HLF news letters are sent to HLF’s own mailing lists and we encourage anyone reading this report to broadcast the above link and the links:
www.hlf.org.np http://www.hlf.org.np/GEFSGPStrategic/
http://www.hlf.org.np/solarsisters/ http://www.hlf.org.np/solarsisters/solarsiblings.php

2. Web Based Outreach:
A completely new section of the HLF web site was constructed called the HLF Solar Sisters Program Web site which is now completed by the engagement of a GEF Strategic program supported web master for these works. Construction of the web site in accordance with the GEF strategic objectives allows new potential volunteer / donors from any country to see the potential sites available for support and installations in the new locations in all new Solar Sisters Program operation locations in India, Sri Lanka, Nepal and Bhutan.
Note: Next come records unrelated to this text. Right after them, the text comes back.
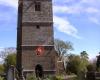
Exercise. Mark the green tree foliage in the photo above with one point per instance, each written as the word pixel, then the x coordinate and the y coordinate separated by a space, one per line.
pixel 77 63
pixel 62 47
pixel 74 64
pixel 84 60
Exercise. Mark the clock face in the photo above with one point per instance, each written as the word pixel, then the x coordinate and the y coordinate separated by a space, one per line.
pixel 39 50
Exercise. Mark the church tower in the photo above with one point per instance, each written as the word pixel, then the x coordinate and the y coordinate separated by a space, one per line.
pixel 35 41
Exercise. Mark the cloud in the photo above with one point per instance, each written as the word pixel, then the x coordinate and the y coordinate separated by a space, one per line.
pixel 65 26
pixel 94 20
pixel 12 3
pixel 67 9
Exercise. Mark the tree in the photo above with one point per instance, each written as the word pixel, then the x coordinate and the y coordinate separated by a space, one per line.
pixel 84 55
pixel 74 64
pixel 7 51
pixel 84 60
pixel 62 47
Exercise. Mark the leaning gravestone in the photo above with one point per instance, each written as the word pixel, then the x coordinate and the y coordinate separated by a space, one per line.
pixel 10 73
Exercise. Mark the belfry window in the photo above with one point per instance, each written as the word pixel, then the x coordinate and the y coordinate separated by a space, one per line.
pixel 37 6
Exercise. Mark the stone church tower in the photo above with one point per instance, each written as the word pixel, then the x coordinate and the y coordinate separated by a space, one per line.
pixel 35 41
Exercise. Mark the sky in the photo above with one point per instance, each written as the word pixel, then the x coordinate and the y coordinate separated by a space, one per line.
pixel 77 21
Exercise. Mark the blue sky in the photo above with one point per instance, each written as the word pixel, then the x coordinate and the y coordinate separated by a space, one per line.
pixel 77 21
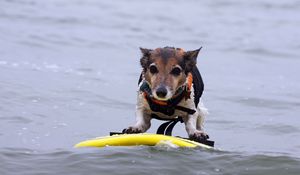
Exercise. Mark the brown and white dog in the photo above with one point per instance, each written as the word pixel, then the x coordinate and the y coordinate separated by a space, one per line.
pixel 170 86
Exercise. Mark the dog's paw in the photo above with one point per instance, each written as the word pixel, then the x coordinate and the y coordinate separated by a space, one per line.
pixel 132 130
pixel 198 136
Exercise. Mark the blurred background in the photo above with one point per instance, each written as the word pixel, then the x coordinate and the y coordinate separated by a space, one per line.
pixel 69 70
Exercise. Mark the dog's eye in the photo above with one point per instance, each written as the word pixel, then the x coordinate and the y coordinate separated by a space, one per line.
pixel 176 71
pixel 153 69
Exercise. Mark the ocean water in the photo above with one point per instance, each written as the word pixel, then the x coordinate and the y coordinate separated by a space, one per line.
pixel 69 71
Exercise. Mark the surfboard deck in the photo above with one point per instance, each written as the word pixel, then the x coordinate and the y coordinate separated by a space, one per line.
pixel 145 139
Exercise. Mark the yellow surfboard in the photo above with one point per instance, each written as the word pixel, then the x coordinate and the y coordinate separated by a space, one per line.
pixel 139 139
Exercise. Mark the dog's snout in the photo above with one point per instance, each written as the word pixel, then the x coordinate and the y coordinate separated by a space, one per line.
pixel 161 92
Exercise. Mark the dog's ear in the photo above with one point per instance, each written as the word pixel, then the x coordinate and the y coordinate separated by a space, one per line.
pixel 190 59
pixel 145 60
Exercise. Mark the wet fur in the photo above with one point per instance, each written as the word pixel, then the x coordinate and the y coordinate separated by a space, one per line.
pixel 165 59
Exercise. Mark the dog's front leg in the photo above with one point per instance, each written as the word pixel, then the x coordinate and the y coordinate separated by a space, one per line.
pixel 190 125
pixel 143 119
pixel 142 123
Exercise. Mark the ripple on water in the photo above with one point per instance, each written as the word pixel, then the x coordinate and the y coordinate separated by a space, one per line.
pixel 145 160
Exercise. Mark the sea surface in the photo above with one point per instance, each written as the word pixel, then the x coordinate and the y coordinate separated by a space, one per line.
pixel 69 71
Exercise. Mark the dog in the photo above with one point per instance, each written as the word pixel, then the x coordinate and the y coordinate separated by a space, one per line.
pixel 170 85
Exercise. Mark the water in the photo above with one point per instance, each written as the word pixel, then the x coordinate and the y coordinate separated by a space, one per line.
pixel 69 70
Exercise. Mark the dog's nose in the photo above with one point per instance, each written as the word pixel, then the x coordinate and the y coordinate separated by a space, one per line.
pixel 161 92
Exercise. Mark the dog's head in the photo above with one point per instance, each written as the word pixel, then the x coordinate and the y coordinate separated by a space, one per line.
pixel 166 69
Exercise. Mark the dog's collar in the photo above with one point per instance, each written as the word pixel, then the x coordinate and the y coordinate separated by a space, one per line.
pixel 168 107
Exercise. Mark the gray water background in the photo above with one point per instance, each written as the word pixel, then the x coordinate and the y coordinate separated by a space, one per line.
pixel 69 71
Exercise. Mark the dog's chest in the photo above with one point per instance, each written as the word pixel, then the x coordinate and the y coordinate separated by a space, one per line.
pixel 187 103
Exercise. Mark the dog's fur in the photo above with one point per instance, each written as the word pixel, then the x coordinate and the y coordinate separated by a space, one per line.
pixel 158 70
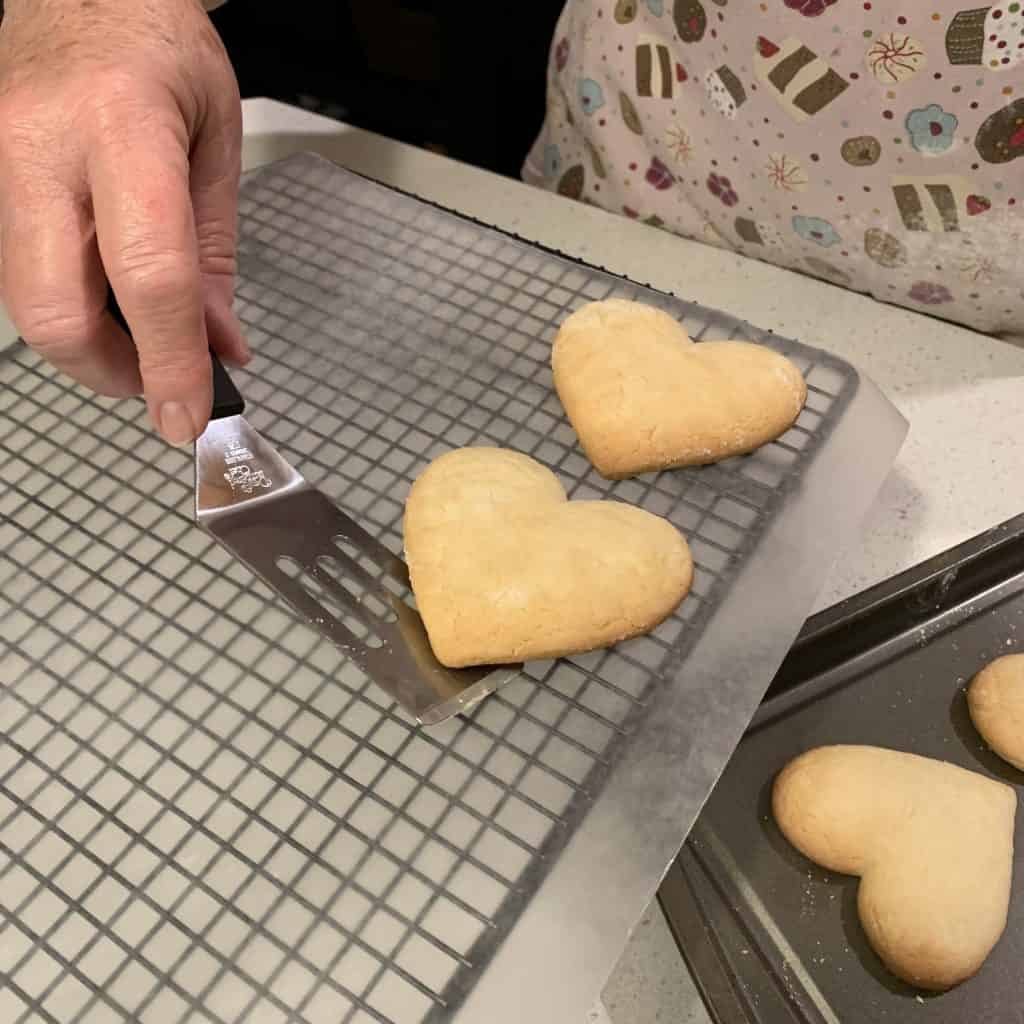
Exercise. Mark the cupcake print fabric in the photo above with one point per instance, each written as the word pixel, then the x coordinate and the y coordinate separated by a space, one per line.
pixel 875 145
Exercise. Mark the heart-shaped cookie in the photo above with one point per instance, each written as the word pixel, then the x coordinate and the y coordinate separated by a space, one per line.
pixel 642 396
pixel 932 843
pixel 995 699
pixel 506 569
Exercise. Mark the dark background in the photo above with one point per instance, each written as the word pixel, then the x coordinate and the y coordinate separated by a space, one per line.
pixel 464 78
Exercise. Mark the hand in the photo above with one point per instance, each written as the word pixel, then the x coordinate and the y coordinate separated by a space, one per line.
pixel 120 148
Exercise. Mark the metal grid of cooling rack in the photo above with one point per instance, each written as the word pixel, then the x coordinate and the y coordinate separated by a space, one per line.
pixel 206 813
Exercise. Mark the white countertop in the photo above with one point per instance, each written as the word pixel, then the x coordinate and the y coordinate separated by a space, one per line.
pixel 957 474
pixel 963 392
pixel 960 471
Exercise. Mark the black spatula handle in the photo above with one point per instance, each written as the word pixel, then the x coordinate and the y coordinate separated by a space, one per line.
pixel 226 399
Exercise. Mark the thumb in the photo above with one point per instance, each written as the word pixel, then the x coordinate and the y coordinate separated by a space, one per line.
pixel 216 167
pixel 138 174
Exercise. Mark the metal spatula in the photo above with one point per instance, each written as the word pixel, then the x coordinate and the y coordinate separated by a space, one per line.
pixel 331 571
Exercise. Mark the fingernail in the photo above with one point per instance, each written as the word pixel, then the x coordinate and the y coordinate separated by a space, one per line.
pixel 176 423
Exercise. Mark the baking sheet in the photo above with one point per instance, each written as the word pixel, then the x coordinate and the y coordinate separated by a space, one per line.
pixel 889 670
pixel 207 813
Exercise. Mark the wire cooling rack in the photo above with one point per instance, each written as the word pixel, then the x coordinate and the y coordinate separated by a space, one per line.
pixel 206 813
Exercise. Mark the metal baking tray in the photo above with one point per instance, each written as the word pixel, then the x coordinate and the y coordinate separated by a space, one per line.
pixel 771 937
pixel 208 814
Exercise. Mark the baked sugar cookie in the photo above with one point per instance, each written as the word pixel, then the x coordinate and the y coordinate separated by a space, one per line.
pixel 506 569
pixel 642 396
pixel 995 699
pixel 932 843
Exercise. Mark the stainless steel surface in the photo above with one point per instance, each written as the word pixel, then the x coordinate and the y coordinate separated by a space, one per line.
pixel 210 814
pixel 338 578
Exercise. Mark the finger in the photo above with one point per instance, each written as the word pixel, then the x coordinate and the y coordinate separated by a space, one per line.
pixel 216 168
pixel 146 237
pixel 55 290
See: www.hlf.org.np/solarsisters/php Browsers can now select their areas of support by country, end use of the installation: i.e. health post, school, monastery, orphanage, community center, etc. or they can search and decide by demographic information about beneficiaries or benefits of the particular installation.
This special posting of potential SSP sites in each country assures a far greater draw of interest from SSP volunteer / donors necessary to fill the needs of all the newest SSP potential sites surveyed and catalogued within this time period as well as for those that will be catalogued in the next periods ahead. Support is sought from any source for further development of appropriately selected international mailing lists from which potential SSP volunteer / donors may be found.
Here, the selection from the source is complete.